Downloading a single file¶
Sometimes, you just want to download a single file (caching it locally and
checking the hash to make sure you have the right one). In these cases,
pooch.Pooch
is overkill and requires too much setup.
For that, pooch.retrieve
is what you want:
from pooch import retrieve
# Download the file and save it locally. Will check the MD5 checksum of
# the downloaded file against the given value to make sure it's the right
# file. You can use other hashes by specifying different algorithm
# names (sha256, sha1, etc).
fname = retrieve(
# URL to one of Pooch's test files
url="https://github.com/fatiando/pooch/raw/v1.0.0/data/tiny-data.txt",
known_hash="md5:70e2afd3fd7e336ae478b1e740a5f08e",
)
The file is stored locally, by default in a pooch
folder in the default
cache location of your operating system (see pooch.os_cache
).
Running this code a second time will not trigger a download, same as with
pooch.Pooch.fetch
.
If you don’t know the hash of the file, you can set known_hash=None
to
bypass the check.

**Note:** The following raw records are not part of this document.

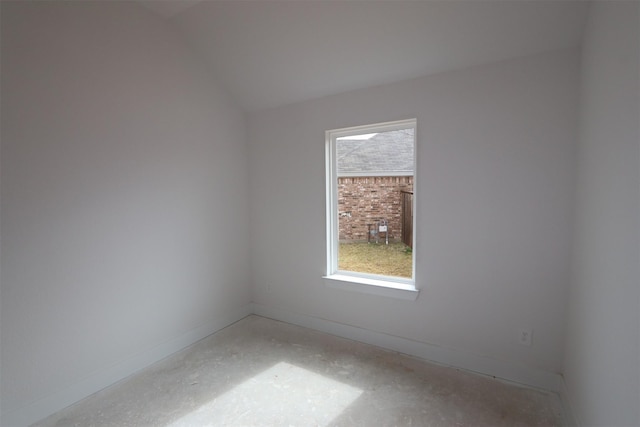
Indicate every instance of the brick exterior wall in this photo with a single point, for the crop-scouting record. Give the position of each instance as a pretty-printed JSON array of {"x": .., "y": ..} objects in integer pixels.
[{"x": 365, "y": 200}]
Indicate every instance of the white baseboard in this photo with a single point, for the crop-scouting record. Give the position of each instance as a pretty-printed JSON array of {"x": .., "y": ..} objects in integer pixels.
[
  {"x": 486, "y": 366},
  {"x": 100, "y": 380},
  {"x": 508, "y": 371}
]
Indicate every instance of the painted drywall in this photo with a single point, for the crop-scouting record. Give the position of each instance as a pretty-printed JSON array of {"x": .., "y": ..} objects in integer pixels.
[
  {"x": 496, "y": 157},
  {"x": 602, "y": 364},
  {"x": 124, "y": 200}
]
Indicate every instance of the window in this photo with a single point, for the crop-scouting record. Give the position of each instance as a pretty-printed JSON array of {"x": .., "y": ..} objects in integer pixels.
[{"x": 370, "y": 208}]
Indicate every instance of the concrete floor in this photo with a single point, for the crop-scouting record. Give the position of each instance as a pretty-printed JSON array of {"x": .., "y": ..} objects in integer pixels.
[{"x": 263, "y": 372}]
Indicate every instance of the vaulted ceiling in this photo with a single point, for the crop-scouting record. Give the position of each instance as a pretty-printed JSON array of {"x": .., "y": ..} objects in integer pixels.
[{"x": 271, "y": 53}]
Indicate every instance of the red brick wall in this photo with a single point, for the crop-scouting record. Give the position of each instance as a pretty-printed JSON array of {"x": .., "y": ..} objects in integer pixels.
[{"x": 365, "y": 200}]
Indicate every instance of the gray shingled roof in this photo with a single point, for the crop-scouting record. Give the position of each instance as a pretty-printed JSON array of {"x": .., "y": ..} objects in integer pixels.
[{"x": 387, "y": 153}]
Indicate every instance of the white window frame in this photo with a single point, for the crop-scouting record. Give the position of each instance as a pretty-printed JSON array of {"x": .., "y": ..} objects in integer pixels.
[{"x": 395, "y": 287}]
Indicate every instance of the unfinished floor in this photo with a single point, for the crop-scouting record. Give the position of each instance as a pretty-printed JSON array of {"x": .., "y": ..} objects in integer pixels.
[{"x": 264, "y": 372}]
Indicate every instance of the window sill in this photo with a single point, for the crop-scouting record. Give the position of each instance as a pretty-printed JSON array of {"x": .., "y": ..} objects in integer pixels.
[{"x": 385, "y": 288}]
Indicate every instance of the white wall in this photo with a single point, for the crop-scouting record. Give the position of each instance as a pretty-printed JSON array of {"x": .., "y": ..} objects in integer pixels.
[
  {"x": 602, "y": 364},
  {"x": 124, "y": 201},
  {"x": 494, "y": 200}
]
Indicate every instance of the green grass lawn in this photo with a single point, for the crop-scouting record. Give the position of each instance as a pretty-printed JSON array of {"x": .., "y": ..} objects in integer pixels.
[{"x": 394, "y": 259}]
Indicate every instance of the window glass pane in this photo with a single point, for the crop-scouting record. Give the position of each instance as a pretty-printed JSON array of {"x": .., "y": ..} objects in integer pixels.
[{"x": 375, "y": 202}]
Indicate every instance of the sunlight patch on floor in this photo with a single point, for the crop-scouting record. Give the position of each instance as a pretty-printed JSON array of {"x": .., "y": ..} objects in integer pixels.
[{"x": 284, "y": 394}]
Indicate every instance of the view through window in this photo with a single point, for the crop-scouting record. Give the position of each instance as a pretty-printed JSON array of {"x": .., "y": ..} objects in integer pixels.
[{"x": 372, "y": 186}]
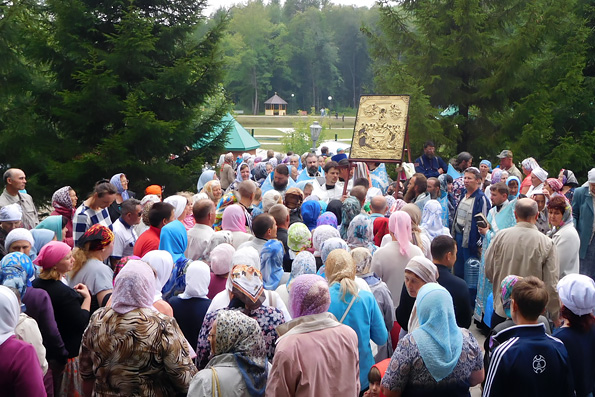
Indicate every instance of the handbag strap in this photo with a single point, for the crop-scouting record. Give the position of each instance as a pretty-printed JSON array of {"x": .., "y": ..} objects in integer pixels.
[
  {"x": 215, "y": 383},
  {"x": 348, "y": 308}
]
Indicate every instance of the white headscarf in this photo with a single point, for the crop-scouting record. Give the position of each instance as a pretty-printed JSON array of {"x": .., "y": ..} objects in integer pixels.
[
  {"x": 179, "y": 203},
  {"x": 9, "y": 313},
  {"x": 198, "y": 277},
  {"x": 163, "y": 264}
]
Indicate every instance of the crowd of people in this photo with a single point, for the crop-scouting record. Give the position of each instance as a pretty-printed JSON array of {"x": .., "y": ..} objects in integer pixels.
[{"x": 304, "y": 276}]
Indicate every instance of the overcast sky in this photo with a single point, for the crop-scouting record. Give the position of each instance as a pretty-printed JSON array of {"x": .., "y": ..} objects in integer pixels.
[{"x": 215, "y": 4}]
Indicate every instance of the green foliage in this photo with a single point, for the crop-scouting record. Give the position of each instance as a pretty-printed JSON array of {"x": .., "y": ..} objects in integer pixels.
[{"x": 110, "y": 87}]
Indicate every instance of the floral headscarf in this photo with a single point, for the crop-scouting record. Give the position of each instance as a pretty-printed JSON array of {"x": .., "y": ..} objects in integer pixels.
[
  {"x": 134, "y": 287},
  {"x": 298, "y": 237},
  {"x": 241, "y": 336},
  {"x": 17, "y": 271},
  {"x": 304, "y": 263},
  {"x": 321, "y": 234},
  {"x": 327, "y": 218},
  {"x": 61, "y": 198},
  {"x": 310, "y": 213},
  {"x": 271, "y": 264},
  {"x": 361, "y": 232},
  {"x": 350, "y": 208},
  {"x": 309, "y": 295}
]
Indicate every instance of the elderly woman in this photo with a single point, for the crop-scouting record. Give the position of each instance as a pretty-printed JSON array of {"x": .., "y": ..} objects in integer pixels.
[
  {"x": 389, "y": 261},
  {"x": 246, "y": 296},
  {"x": 238, "y": 365},
  {"x": 564, "y": 235},
  {"x": 118, "y": 352},
  {"x": 355, "y": 308},
  {"x": 71, "y": 308},
  {"x": 94, "y": 247},
  {"x": 418, "y": 272},
  {"x": 20, "y": 373},
  {"x": 363, "y": 267},
  {"x": 298, "y": 361},
  {"x": 577, "y": 297},
  {"x": 64, "y": 202},
  {"x": 190, "y": 307},
  {"x": 234, "y": 220},
  {"x": 438, "y": 358}
]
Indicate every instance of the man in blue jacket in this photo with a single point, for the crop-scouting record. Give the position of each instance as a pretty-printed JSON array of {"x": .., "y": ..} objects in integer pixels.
[
  {"x": 582, "y": 212},
  {"x": 527, "y": 361},
  {"x": 428, "y": 163}
]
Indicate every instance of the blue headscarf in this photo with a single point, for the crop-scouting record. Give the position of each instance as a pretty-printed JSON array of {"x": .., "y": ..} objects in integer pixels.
[
  {"x": 53, "y": 223},
  {"x": 118, "y": 184},
  {"x": 174, "y": 239},
  {"x": 17, "y": 271},
  {"x": 438, "y": 336},
  {"x": 271, "y": 264},
  {"x": 310, "y": 213},
  {"x": 41, "y": 238},
  {"x": 203, "y": 179},
  {"x": 510, "y": 178}
]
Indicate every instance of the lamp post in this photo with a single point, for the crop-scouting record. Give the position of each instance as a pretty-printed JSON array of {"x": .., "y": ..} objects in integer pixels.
[{"x": 315, "y": 130}]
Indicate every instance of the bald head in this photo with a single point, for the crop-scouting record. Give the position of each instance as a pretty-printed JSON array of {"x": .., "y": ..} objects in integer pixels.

If this is the case, retrieve
will show a log
message with the SHA256 hash of the downloaded file. It’s highly recommended
that you copy and paste this hash into your code and use it as the
known_hash
. That way, the next time your code is run (by you or someone
else) you can guarantee that the exact same file is downloaded. This is a way
to help make sure the results of your code are reproducible.
Function retrieve
has support for all of Pooch’s
custom downloaders and
post-processing hooks. So you can use HTTP and FTP (with or
without authentication), decompress files, unpack archives, and print progress
bars with a bit of configuration.
Note
This function is meant for downloading single files. If you need to
manage the download and caching of several files, with versioning, use
pooch.create
and pooch.Pooch
instead. See Training your Pooch.